Ford proudly promotes the C-Max Hybrid as having a total range of 570 miles, higher than that of any Prius at the EPA-rated mileage. We think any family using the C-Max is likely to require rest stops well before achieving that distance, but reducing gasoline stops is always a good thing.
UPDATE: While the 2013 Ford C-Max Hybrid was originally rated at 47 mpg combined (47 mpg city, 47 mpg highway), Ford was forced in August 2013 to lower its ratings to 43 mpg combined (45 mpg city, 40 mpg highway). The reduction came after Ford admitted that it had used the gas-mileage figures for the 2013 Fusion Hybrid sedan, which fell into the same weight class and used an identical powertrain. That practice was entirely legal under EPA rules, but after widespread buyer complaints and an investigation by the EPA into its real-world fuel economy, the company agreed to lower the ratings.
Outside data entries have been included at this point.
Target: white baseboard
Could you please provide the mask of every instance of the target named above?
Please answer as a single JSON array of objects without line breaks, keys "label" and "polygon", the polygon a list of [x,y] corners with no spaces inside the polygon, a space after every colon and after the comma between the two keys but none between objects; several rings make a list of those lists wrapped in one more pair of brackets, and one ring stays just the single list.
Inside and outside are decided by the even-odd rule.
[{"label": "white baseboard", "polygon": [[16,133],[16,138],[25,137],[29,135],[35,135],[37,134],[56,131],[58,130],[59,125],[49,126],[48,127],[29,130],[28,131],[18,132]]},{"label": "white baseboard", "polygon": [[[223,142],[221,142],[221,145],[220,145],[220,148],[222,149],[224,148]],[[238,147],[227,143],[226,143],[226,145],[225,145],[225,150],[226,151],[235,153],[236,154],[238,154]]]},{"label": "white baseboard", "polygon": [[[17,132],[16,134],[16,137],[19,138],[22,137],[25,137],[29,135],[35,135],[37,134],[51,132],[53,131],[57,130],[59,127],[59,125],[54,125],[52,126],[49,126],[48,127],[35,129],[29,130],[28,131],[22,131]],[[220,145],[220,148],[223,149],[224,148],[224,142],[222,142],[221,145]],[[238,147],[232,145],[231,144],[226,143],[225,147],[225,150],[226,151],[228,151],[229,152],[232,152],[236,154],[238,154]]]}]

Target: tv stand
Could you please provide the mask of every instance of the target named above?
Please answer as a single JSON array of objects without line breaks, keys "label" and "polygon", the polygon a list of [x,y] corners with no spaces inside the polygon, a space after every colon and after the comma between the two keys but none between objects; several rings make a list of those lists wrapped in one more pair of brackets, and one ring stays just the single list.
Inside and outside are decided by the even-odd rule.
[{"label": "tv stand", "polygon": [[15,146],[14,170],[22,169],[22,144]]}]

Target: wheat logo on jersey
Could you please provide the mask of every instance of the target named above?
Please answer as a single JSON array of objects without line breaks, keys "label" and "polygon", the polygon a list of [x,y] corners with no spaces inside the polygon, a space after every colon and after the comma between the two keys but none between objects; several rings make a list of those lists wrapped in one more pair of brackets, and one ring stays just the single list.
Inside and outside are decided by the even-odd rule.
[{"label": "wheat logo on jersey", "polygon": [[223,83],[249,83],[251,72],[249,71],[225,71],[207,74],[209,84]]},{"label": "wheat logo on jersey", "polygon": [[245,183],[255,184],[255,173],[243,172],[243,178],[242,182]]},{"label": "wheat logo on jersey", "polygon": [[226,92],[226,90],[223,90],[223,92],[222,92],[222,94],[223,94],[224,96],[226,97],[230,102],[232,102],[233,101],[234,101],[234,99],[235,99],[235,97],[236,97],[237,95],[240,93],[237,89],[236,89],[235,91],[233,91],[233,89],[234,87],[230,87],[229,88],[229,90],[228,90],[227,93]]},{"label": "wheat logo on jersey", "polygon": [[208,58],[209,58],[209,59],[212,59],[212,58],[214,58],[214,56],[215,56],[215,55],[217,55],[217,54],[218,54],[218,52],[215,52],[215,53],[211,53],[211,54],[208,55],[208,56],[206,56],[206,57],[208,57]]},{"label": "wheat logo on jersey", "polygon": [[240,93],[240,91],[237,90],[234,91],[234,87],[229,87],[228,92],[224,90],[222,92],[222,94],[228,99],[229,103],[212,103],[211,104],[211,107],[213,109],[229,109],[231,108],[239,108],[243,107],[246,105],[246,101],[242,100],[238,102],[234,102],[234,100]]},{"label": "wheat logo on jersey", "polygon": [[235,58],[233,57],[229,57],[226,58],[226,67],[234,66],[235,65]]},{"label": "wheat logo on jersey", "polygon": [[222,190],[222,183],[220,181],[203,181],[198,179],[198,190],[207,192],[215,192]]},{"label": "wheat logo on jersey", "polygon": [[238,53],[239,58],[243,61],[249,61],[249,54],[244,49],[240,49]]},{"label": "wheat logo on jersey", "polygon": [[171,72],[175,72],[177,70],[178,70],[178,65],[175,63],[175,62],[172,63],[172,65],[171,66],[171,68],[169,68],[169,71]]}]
Then, in June 2014 Ford again lowered the ratings--this time to 40 mpg combined (42 mpg city, 37 mpg highway) after discovering errors in lab-test measurements and calculations for aerodynamic drag. Ford agreed with the EPA to reduce the ratings a second time, and send a check for the increased gasoline costs to all owners of 2013 C-Max Hybrids, along with five other cars whose ratings were reduced at the same time. While 40 mpg is still higher than the majority of cars on the market, it is a lower rating than the larger (if less powerful) Toyota Prius V wagon.